Whilst the skills initiatives are encouraging developments for employers, they will take some time to be implemented and for the potential positive effects to be felt. Jobs with lower barriers-to-entry in hospitality, retail and care sectors are likely to be the first to experience improved staffing levels off the back of improved migration levels and the improvement to accessible childcare. However, it remains to be seen whether other industries such as engineering, teaching, nursing and medicine, requiring specific skill sets that historically take years of education, can source the required skills from migration as quickly as they would like.

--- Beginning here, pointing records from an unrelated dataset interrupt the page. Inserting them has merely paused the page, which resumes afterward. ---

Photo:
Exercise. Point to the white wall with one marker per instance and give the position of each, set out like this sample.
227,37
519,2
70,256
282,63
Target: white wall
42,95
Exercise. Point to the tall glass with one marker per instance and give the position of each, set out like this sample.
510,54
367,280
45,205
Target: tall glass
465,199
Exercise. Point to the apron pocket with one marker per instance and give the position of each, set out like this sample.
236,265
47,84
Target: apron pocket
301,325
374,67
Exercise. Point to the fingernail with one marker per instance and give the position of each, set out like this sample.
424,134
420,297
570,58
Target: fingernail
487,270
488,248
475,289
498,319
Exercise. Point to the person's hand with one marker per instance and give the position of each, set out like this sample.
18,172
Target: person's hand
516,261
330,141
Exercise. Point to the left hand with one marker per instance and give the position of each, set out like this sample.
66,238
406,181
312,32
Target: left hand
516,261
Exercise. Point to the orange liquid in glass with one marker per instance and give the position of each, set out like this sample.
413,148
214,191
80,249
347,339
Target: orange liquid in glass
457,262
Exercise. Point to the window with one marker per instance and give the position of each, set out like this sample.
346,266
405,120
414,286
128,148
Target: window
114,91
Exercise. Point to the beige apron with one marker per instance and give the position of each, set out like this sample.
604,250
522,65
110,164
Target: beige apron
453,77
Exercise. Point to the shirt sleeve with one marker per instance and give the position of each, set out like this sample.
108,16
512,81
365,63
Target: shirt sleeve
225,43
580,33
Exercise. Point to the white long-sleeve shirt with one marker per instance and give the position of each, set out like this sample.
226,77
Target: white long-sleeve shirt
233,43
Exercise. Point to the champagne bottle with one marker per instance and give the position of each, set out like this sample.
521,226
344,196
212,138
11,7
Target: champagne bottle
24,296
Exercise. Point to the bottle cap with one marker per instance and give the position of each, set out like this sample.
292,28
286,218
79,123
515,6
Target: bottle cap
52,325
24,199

Implications for employers
- Organisations should review their current approaches to attracting diverse talent to make the most of these initiatives. It also points to a need to ensure the organisational culture supports the rebalancing of the distribution of work and care within families.
- With minimum wages rising, employers will feel the effects on their remuneration budgets and may need to review the flow on implications to other roles. Although this will place wage pressures on employers, this may be offset by indirect costs associated with talent shortages and the turnover of workers.
Implications for individuals
- The measures will have a positive impact on individuals with children, with the expansion of parental leave and more affordable childcare.
- Workers on low wages will see an improvement to their take-home pay in a time when the cost-of-living is front of mind.